Working across experimental music, performance, and sound art, Mo’ong collaborates extensively with modern dance, theater, contemporary puppet theater, installation art, and performance art. Since 2015, his Limbah Berbunyi project has focused on composing music from found objects and waste materials, followed by the Sound-Making Objects project, which further explores the hidden resonances and sonic agency of unconventional materials.
Mo’ong’s recent solo work marks a quiet turning inward after years of collaborative projects such as Raja Kirik his experimental duo with Yennu Ariendra exploring contested historical narratives from the Dutch occupation of Indonesia and Takkak Takkak, a cross-cultural collaboration with Shigeru Ishihara (DJ Scotch Egg). In his solo practice, sound becomes a bodily and intuitive process: listening closely to how memory, environment, and material interact within him.
Each composition emerges from encounters with found objects gathered from his surroundings. These materials are not forced into familiar tuning systems; instead, Mo’ong follows their natural unfolding. Track titles arise as onomatopoeic responses to the sounds themselves—sonic imprints that carry the memory of each object’s voice into the music.

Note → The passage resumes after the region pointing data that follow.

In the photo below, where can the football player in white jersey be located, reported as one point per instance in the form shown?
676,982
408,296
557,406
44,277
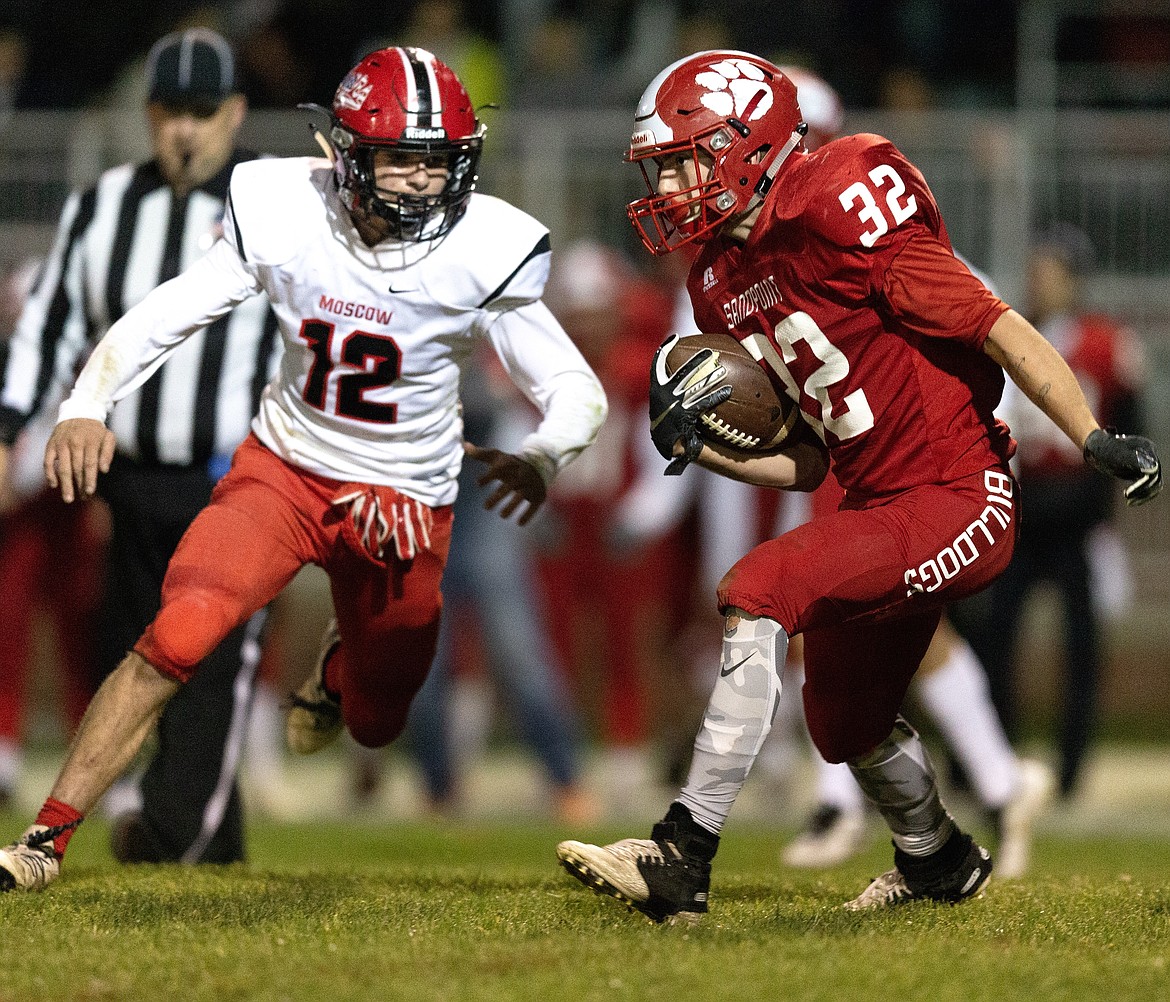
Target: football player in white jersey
384,268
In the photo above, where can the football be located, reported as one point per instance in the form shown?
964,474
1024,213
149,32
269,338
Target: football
755,416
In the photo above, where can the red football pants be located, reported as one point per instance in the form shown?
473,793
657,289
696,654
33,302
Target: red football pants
268,519
867,589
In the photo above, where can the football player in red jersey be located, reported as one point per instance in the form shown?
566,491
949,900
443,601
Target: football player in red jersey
834,269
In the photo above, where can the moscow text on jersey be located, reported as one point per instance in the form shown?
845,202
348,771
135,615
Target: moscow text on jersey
374,338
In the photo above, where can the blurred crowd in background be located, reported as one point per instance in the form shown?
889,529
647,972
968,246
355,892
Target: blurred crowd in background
607,585
887,54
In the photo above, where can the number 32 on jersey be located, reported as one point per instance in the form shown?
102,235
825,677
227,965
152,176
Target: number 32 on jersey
869,212
846,417
851,414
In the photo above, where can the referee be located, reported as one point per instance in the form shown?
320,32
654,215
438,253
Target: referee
138,226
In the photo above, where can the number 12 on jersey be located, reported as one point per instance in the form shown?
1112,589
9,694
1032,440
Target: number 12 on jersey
359,348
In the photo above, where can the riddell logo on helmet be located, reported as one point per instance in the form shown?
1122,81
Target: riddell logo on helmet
353,91
735,88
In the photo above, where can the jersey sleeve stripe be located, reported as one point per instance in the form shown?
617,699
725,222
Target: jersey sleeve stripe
145,179
60,304
543,246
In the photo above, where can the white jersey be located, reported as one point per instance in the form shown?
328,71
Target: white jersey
374,338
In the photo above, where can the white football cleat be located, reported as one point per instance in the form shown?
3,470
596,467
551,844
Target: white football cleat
1034,790
29,864
969,879
315,716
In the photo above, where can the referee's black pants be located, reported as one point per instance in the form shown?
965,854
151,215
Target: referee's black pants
191,797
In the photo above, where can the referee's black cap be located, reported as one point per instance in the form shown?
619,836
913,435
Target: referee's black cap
191,68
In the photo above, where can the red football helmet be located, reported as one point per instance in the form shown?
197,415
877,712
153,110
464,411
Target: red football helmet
407,100
730,110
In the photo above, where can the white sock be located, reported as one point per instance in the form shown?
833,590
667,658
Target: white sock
265,742
737,720
9,763
958,700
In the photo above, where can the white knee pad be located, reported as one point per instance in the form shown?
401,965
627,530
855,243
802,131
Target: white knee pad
738,716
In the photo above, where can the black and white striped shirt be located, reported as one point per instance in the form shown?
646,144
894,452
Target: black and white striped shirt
116,241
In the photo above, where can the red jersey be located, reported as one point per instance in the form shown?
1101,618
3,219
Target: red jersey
850,295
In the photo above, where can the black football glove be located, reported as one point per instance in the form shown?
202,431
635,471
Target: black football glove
675,406
1128,458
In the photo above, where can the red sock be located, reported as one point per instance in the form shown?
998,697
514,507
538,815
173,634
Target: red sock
55,814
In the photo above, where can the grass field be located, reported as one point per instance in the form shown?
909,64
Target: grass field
420,912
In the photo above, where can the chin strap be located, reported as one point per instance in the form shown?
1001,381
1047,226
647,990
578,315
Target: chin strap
765,183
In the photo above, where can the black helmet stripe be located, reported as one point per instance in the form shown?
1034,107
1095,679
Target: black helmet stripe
426,90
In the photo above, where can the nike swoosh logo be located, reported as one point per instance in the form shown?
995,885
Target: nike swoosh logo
725,672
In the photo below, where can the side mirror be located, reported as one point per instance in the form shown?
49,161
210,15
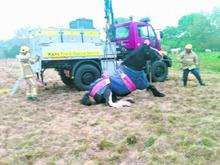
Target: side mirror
112,33
161,34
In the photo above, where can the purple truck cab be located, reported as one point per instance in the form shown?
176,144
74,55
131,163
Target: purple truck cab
132,34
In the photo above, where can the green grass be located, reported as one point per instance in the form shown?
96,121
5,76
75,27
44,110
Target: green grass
209,62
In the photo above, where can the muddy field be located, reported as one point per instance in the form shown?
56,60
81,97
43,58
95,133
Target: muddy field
182,128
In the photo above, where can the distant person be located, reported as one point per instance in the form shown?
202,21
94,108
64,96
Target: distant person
36,67
25,62
189,61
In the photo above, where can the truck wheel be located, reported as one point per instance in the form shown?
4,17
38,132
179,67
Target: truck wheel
66,80
159,71
85,75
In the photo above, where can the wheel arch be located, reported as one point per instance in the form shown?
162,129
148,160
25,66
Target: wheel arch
96,63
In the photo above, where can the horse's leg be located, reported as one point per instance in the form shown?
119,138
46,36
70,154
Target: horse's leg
109,100
154,91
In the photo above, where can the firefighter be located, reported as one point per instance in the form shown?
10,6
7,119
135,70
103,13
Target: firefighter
25,63
189,61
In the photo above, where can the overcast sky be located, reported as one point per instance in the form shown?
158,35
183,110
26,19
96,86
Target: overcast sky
15,14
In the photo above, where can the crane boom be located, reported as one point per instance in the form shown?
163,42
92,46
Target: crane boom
109,15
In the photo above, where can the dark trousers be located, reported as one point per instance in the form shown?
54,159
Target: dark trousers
195,72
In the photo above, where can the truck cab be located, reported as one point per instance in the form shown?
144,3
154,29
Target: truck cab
130,35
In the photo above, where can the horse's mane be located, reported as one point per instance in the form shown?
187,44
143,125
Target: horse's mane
137,59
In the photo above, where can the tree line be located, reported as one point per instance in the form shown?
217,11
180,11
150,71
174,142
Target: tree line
202,30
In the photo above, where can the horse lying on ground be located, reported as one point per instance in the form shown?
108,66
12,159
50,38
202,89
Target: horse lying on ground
129,76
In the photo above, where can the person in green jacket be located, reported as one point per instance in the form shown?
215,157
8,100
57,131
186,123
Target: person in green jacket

Through careful listening, these objects reveal their own tonal worlds and quiet agency.
The result is music that feels both ancient and new, grounded yet untethered. Across his work as a composer, performer, and sound designer—including contributions to independent films—Mo’ong creates spaces where memory and experimentation coexist, allowing sound to remain porous, unconfined, and alive.